The Green Party recommends removing the presumption of innocence for HGV drivers when involved in accidents with cyclists

Published: 14 April 2015

The Green Party recommends removing the presumption of innocence for HGV drivers when involved in accidents with cyclists


The ‘Green Party’ leader, Natalie Bennett has publicly recommended removing the presumption of HGV driver innocence when collisions occur with cyclists.

In a recent debate with labour’s Sir Keir Starmer, the Green Party leader said that drivers of heavy goods vehicles should have to prove their innocence when involved in an accident with a cyclist.

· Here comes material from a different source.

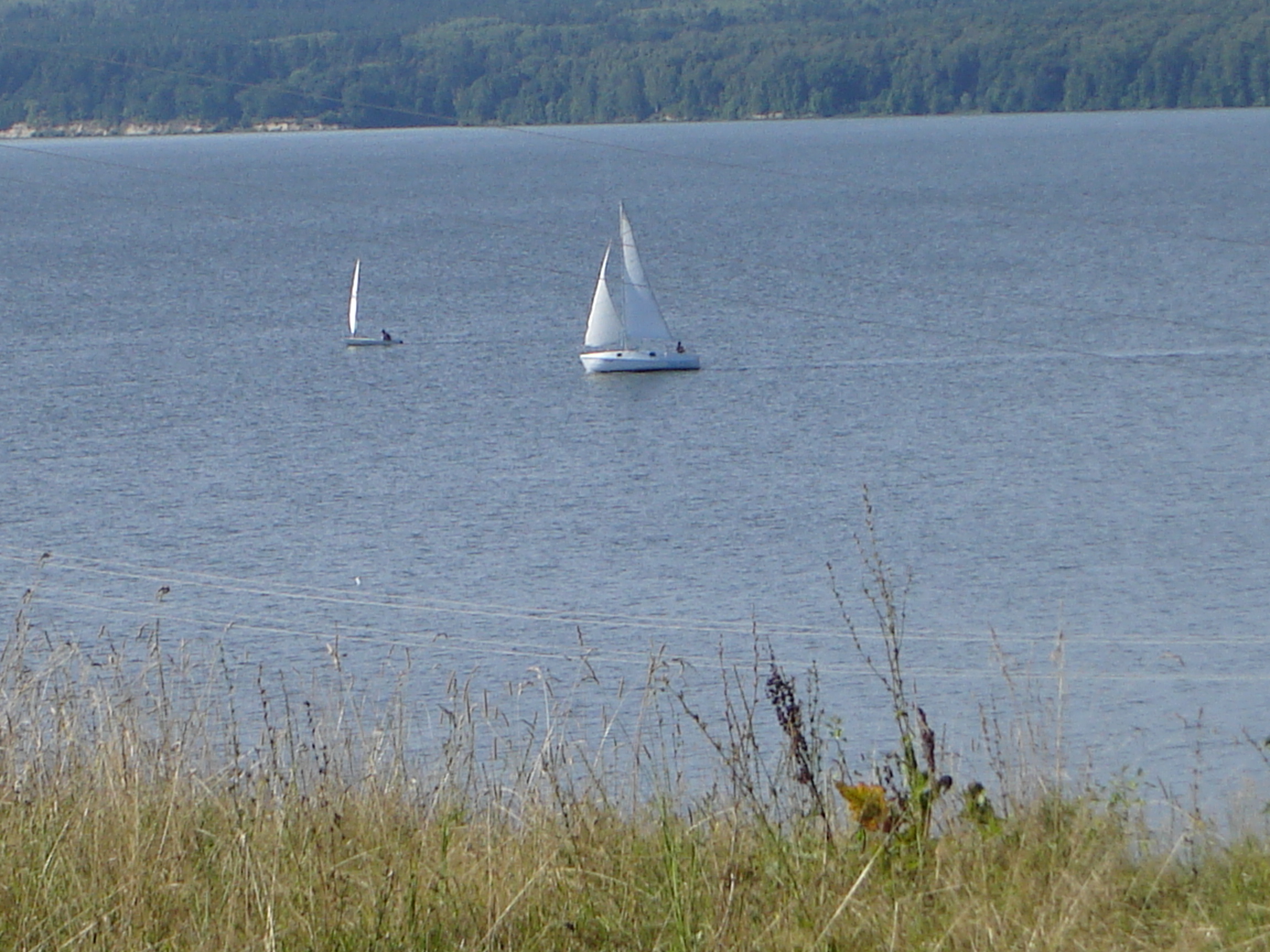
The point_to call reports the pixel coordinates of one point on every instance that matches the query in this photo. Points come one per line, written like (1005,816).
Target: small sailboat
(385,339)
(638,338)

She is reported saying "If we presumed liability then the lorry driver has to show that they are not at fault when you've got a huge disparity of power, of weight, between the cyclists and the lorry," 

"We are talking about civil liability here, we are not talking about criminal cases. We are talking about situations where the vulnerable road user is killed or injured by a much larger, more dangerous vehicle, and where they should be entitled to compensation unless it can be clearly shown that they were at fault."

Bennett continued to say that this would force HGV drivers to take more care to avoid collisions with cyclists. 

Sir Keir argued that a legal change could result in injustices, and the presumption of guilt, rather than innocence, would begin to seep into other parts of the UK legal system.

Keir said: "Once you shift the justice system to a system of presumption that somebody is in the wrong without having to demonstrate they're in the wrong, we have a real difficulty."

In UK civil cases, such as injury claims, the burden of proof lies with the claimant, who must prove his or her case "on the balance of probabilities."

The debate came after news that a woman had been killed in a collision with a lorry near Lambeth Bridge, London, on 9 April 2015. She was the fifth cyclist to be killed after a collision involving a HGV on London roads this year.

In an effort to reduce the number of fatalities, HGVs without the appropriate safety gear will be banned from London roads from September 2015 and also face hefty fines. 

The perception of guilt has always been on the HGV driver in these situations and more and more restrictions and regulations have been put in place to help prevent these kinds of accidents happening.

It would be useful for, perhaps, the government to offer some kind of training or education to cyclists of the dangers of HGVs on the roads. It just seems everything is aimed at the HGV driver and no responsibility or blame is passed to the cyclists. I think we have all seen just how many cyclists there are in busy cities such as London and we have also seen that not all cyclists follow the highway code or are aware of the dangers they are putting themselves in.

Improving the field of view in a HGV will help reduce the number of these accidents immensely, however plans for ‘new safer truck designs’ were recently pushed back to 2022 by the EU.